Incentivado por amigos como Raul Seixas, Odair resolveu mudar o som e
fazer letras que fossem como reportagens de jornal. A CBS não gostou e
ele assinou contrato com a Polydor, "em busca de autonomia".
Lá montou banda com José Roberto Bertrami (piano), Alex Malheiros
(baixo) mais Ivan "Mamão" Conti (bateria), que depois formariam o
Azymuth; o soulman Hyldon (guitarras) e ainda Luiz Cláudio Ramos
(violões), futuro maestro de Chico Buarque.
A safra de discos entre 1972 e 1975 evidencia a qualidade dos músicos e a
intenção roqueira de Odair José, que difere de outros ícones românticos
tidos como "bregas".
Para John, do grupo Pato Fu, Odair faz "música pop das mais genuínas,
misturando influências estrangeiras com uma prosódia brasileira". O
músico também destaca "a desconcertante franqueza nas letras".
Os quatro álbuns da série "Tons" venderam bem naquela década. E o autor
dos hits radiofônicos como "Uma Vida Só (Pare de Tomar a Pílula)",
canção que chegou a ser censurada pelo governo, extrapolou as
expectativas: foi incluído na lista de artistas que assinaram contrato
de exclusividade com a Globo para combater a saída de Chacrinha da
emissora. Roberto Carlos era outro artista dos "top five".
O sucesso teve um revés na segunda metade dos anos 1970, quando saiu o
álbum conceitual "O Filho de José e Maria", influenciado pela guitarra
do britânico Peter Frampton e a leitura de "O Profeta", de Khalil
Gibran.
Odair se desiludiu com a receptividade. "Ninguém entendeu nada, aí acabei descuidando da carreira."

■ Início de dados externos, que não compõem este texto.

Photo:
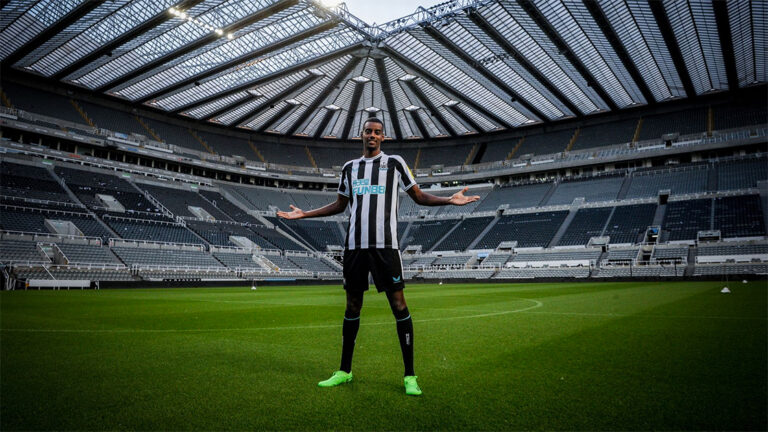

Foi nesse período, diz, que passou a consumir maconha e cocaína. "Caí
tanto na boêmia que, se não fosse a Jane [com quem casou nos anos 1980],
teria morrido."
Hoje, ele se diz mais "focado" e feliz quando está no palco. Seria bom
se fosse inserido num contexto pop rock, ao lado de Lulu Santos ou Kid
Abelha. Se nunca mais fosse chamado de "brega", seria perfeito.